Axel Kicillof
Domingo 27 de Noviembre de 2016

La crisis financiera obliga al cambio de la agenda

La oposición parlamentaria y las organizaciones sociales, incluida la mesa de enlace de movimientos territoriales, obligaron al gobierno a aceptar la agenda de la emergencia social, acelerar la modificación del impuesto a las ganancias y revisar la ofensiva sobre el empleo y el salario.

La oposición parlamentaria y las organizaciones sociales, incluida la mesa de enlace de movimientos territoriales, obligaron al gobierno a aceptar la agenda de la emergencia social, acelerar la modificación del impuesto a las ganancias y revisar la ofensiva sobre el empleo y el salario. Es algo más que eso: lo indujeron a aceptar la existencia de una crisis económica en la cual tiene responsabilidad. Fin de la luna de miel y de las coartadas argumentales sobre una supuesta pesada herencia.

La reacción a la crisis económica y el brusco cambio de modelo que se instaló desde principios de año en la calle y en los territorios, entró en las últimas semanas en el radar de la agenda política partidaria.

El ex ministro de Economía Roberto Lavagna comparó la política económica de Mauricio Macri con la de los 90 y la de la dictadura, y tocó diana para el despertar opositor del espacio que conduce Sergio Massa.

Escudados en el prestigio del padre de la recuperación poscrisis 2001, las corrientes políticas peronistas y no peronistas que votaron el pago a los fondos buitres conectaron con la pelea de que los movimientos sindicales y sociales construyeron estos meses en la calle y con las expresiones partidarias de oposición más dura al modelo macrista. Estas conversiones y realineamientos, junto a la evidencia indisimulable de los brotes rojos en la economía, pusieron finalmente a la crisis en la agenda pública y política que se construye en la capital de la república. Lo que equivale a su nacionalización.

Las cifras del tercer trimestre ahogaron las expectativas de recuperación que fogoneó el propio gobierno. Inflación, actividad económica, industria, empleo, comercio exterior no dejan de dar malas noticias, a lo que se suma la disparada del déficit fiscal, una herejía para una comunidad política e ideológica que se propone como ajustadora de cuentas.

Por derecha y por izquierda se avivaron las críticas. El gobierno se hizo adulto y el relato de la herencia pasó a segundo plano. A tal punto que la extensión a 18 cuotas del programa Ahora 12, una de las creaciones de Axel Kicillof aprovechada por el actual gobierno, fue uno de los pocos anuncios del equipo económico para reactivar el consumo. Paradojas de la ortodoxia, lo anunció el ministro de Producción, Francisco Cabrera, luego de decirles a los industriales en su propia casa que el modelo de sustitución de importaciones se agotó, que debían especializarse y recovertirse, en momentos de recrudecimiento del proteccionismo.

Su colega de Trabajo, con quien comparte el rol de guardián de la fe de la receta neoliberal macrista, volvió a instalar la voluntad de revisar los convenios colectivos, un programa que no tiene otro significado que el de flexibilización laboral y baja de salarios.

Esta jihad busca en parte saciar la sed de ajuste de una parte de la tribuna de Cambiemos que de alguna manera se las arregló para creer que el rojo fiscal y la falta de inversión son producto de una ideología gradualista, pseudodesarrollista o propopulista dentro del macrismo.
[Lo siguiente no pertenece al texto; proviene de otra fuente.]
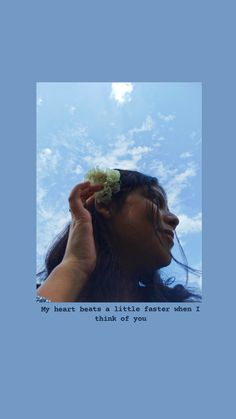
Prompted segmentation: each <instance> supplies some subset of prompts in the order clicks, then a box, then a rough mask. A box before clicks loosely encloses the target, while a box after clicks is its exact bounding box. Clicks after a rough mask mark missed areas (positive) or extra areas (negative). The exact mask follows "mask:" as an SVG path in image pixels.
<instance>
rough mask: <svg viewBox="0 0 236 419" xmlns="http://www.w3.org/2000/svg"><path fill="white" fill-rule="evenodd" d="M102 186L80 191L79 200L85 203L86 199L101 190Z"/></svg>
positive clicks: (96, 186)
mask: <svg viewBox="0 0 236 419" xmlns="http://www.w3.org/2000/svg"><path fill="white" fill-rule="evenodd" d="M103 187H104V186H103V185H101V184H99V185H91V186H90V187H88V188H86V189H85V190H83V191H81V195H80V196H81V199H82V201H83V200H84V201H86V200H87V199H88V198H90V197H91V196H92V195H94V194H95V192H98V191H100V190H101V189H103Z"/></svg>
Como sea, esa ofensiva explotó en el prisma de la realidad económica, política y social, y se disparó hacia un débil pacto antidespidos entre la CGT y los empresarios, la aceleración de los cambios en ganancias, la admisión de la emergencia social y la generalización de los bonos de fin de año, que también llegaron a Santa Fe. Hasta se avanzó en el Senado, por unanimidad, en la media sanción del proyecto de ley que regula los alquileres, una vocación ausente durante toda la década pasada.
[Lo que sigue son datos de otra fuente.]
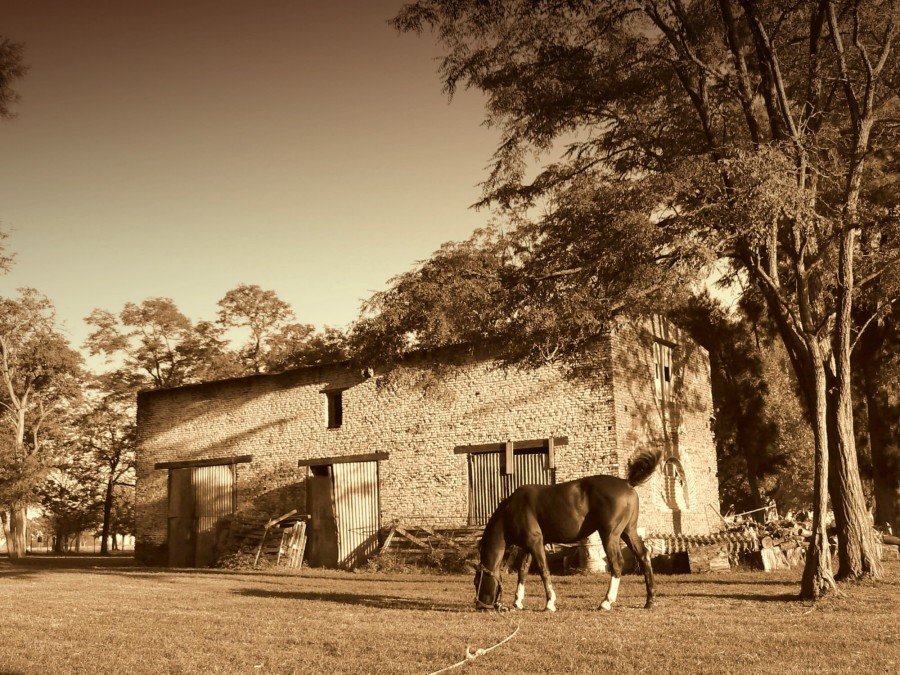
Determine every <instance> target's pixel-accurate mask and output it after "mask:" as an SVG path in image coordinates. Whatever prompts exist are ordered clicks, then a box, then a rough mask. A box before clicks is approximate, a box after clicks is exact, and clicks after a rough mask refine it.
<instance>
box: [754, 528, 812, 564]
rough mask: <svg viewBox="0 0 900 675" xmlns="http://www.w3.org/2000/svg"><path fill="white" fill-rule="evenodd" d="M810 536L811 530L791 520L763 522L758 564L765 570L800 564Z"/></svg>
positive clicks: (758, 555) (804, 552)
mask: <svg viewBox="0 0 900 675" xmlns="http://www.w3.org/2000/svg"><path fill="white" fill-rule="evenodd" d="M811 536H812V531H811V530H808V529H806V528H805V527H804V526H803V524H797V523H795V522H794V521H792V520H780V521H769V522H767V523H765V524H764V525H763V526H762V530H761V532H760V538H759V555H758V561H759V565H760V566H761V567H762V568H763V569H764V570H765V571H766V572H771V571H772V570H780V569H790V568H791V567H797V566H799V565H802V564H803V563H804V562H805V561H806V546H807V544H808V543H809V538H810V537H811ZM755 560H756V558H755V559H754V561H755Z"/></svg>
Esta agenda construida desde la calle hacia el palacio, incentiva al gobierno a recalcular. Para un espacio político que demostró capacidad de explicar sus derrotas en clave de apredizaje virtuoso (tarifazo), este acervo de políticas que íntimamente desprecia puede ser una oportunidad de campaña de cara a las elecciones de 2017. Con la promesa, dicen ahora en ese espacio, de que si gana vendrán las inversiones, excitadas por la posibilidad de encontrar un respaldo para el ajuste de segunda generación.